To stop there in the analysis however misses a rather big point and it seems that only a few people like Mark Steyn have really understood what has unfolded across the pond.
In his column he writes, ”Ever since 9/11, I've been gloomily predicting the European powder keg's about to go up. ''By 2010 we'll be watching burning buildings, street riots and assassinations on the news every night,'' I wrote in Canada's Western Standard back in February.
Silly me. The Eurabian civil war appears to have started some years ahead of my optimistic schedule. As Thursday's edition of the Guardian reported in London: ''French youths fired at police and burned over 300 cars last night as towns around Paris experienced their worst night of violence in a week of urban unrest.''
''French youths,'' huh? You mean Pierre and Jacques and Marcel and Alphonse? Granted that most of the "youths" are technically citizens of the French Republic, it doesn't take much time in les banlieus of Paris to discover that the rioters do not think of their primary identity as ''French'': They're young men from North Africa growing ever more estranged from the broader community with each passing year and wedded ever more intensely to an assertive Muslim identity more implacable than anything you're likely to find in the Middle East. After four somnolent years, it turns out finally that there really is an explosive ''Arab street,'' but it's in Clichy-sous-Bois.”

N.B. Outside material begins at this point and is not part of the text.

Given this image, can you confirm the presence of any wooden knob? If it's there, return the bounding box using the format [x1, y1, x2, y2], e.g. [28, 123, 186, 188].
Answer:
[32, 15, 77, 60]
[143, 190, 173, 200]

It is not as if the radical Muslim leadership has been coy about their intentions for Europe. Dr. Zaki Badwari, former Director of the Islamic Cultural Centre of London wrote, "A proselytizing religion [like Islam] cannot stand still. Islam endeavors to expand in Britain. It aims at bringing its message to all corners of the earth. It hopes that one day the whole of humanity will be one Muslim community, the Umma."
There’s more of this sort of rhetoric out there. The plan appears to be to have as many Muslims immigrate to Europe has possible and then simply fight the “heathens,” from within. This is a fairly good plan when you consider how the attacks in Spain and London went down.
Obviously some of this could have avoided had the French treated there own citizens right. Even more could have been avoided had they not decided to embrace welfare as a way of life. But no argument stemming form economic disparity excuses the intent and methods of radical Muslims intent on bring war to the doorsteps of every man, woman and child around the Western world.